Researchers Find That Hearing Can Improve Robot Perception
Today's robots mostly rely on vision and touch to operate in their environments, but this could change with new research coming out of Carnegie Mellon University (CMU). A group of researchers found that robot perception could improve through hearing.
The research was the first large-scale study of the interactions between sound and robotic action, according to the researchers at CMU’s Robotics Institute. The group found that sound can play a role in helping robots differentiate between objects. Through the use of hearing, robots could also determine what type of action caused a sound, and sounds could help predict the physical properties of new objects.

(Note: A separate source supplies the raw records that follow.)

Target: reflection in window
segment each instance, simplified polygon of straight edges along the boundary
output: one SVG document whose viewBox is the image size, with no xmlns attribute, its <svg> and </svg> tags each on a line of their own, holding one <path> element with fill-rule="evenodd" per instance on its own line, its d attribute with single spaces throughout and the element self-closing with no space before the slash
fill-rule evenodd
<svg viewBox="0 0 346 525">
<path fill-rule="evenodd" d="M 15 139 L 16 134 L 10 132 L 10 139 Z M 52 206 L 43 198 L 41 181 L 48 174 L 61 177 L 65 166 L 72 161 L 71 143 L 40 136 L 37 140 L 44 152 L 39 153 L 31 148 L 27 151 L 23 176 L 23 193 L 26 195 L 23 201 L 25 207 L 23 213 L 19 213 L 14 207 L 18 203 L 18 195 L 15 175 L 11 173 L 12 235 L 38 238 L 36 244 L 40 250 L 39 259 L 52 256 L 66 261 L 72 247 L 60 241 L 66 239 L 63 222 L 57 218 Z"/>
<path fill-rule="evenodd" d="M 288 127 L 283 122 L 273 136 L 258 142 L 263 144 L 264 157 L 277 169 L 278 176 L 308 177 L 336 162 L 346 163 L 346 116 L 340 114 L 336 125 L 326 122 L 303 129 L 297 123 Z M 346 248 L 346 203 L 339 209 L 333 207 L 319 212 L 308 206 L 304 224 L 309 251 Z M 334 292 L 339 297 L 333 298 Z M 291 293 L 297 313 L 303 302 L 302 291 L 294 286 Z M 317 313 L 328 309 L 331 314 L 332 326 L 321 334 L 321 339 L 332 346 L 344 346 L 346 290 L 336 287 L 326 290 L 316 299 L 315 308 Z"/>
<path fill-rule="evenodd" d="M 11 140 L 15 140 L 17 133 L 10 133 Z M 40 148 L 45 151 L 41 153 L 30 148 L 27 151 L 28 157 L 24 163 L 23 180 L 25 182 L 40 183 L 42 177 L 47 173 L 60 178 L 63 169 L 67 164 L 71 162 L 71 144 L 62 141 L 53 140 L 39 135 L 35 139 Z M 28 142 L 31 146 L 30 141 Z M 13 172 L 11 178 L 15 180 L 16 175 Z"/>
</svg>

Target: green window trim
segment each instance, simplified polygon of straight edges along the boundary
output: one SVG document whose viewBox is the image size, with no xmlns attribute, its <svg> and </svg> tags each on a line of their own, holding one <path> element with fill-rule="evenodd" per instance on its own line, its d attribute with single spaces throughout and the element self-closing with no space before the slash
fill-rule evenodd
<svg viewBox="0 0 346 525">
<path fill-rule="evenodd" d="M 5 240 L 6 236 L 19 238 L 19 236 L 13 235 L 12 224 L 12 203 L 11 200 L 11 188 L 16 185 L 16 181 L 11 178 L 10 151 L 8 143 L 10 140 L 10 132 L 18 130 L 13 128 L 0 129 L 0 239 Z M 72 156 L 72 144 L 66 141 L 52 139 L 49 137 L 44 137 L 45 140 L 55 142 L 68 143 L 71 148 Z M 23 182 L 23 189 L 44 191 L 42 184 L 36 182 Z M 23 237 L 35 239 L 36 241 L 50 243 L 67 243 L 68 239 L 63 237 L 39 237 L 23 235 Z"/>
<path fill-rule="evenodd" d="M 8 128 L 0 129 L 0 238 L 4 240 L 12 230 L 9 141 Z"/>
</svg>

Lerrel Pinto is Ph.D in robotics at CMU and will be part of the faculty of New York University this fall.
“A lot of preliminary work in other fields indicated that sound could be useful, but it wasn't clear how useful it would be in robotics,” said Pinto.
Pinto and the group of researchers found that the performance rate was fairly high, specifically a 76 percent accuracy rate for robots using sound to successfully classify objects.
Because the results fit what the group was looking for, they will now explore other options, such as equipping robots with instrumented canes. This will enable them to identify objects by tapping on them.
The group’s findings were presented in July at the virtual Robotics Science and Systems conference. The team also included Abhinav Gupta, association professor of robotics, and Dhiraj Gandhi, a research scientist at Facebook Artificial Intelligence Research’s Pittsburgh Lab.
The Study and Dataset
The study was conducted with the researchers creating a large dataset and simultaneously recording video and audio of 60 common objects. Some of those objects were toy blocks, hand tools, apples, shoes and tennis balls. The recordings took place as the objects rolled and crashed around a tray.
The dataset was then released after cataloging around $15,000 interactions.
The interactions were captured by what the team calls Tilt-Bot, which is a square tray connected to a Sawyer robot arm. The Sawyer was also used to push objects on a surface, collecting other types of data.
The study of how sound can affect intelligent robots has been around for awhile, but what is new is the massive dataset.
One of the new findings was that a robot could use its experience and what it learned about the sound of a certain set of objects in order to predict the physical properties of another set of unseen objects.
“I think what was really exciting was that when it failed, it would fail on things you expect it to fail on,” Pinto said. For instance, a robot couldn't use sound to tell the difference between a red block or a green block. “But if it was a different object, such as a block versus a cup, it could figure that out.”
The research was supported by the Defense Advanced Research Projects Agency and the Office of Naval Research.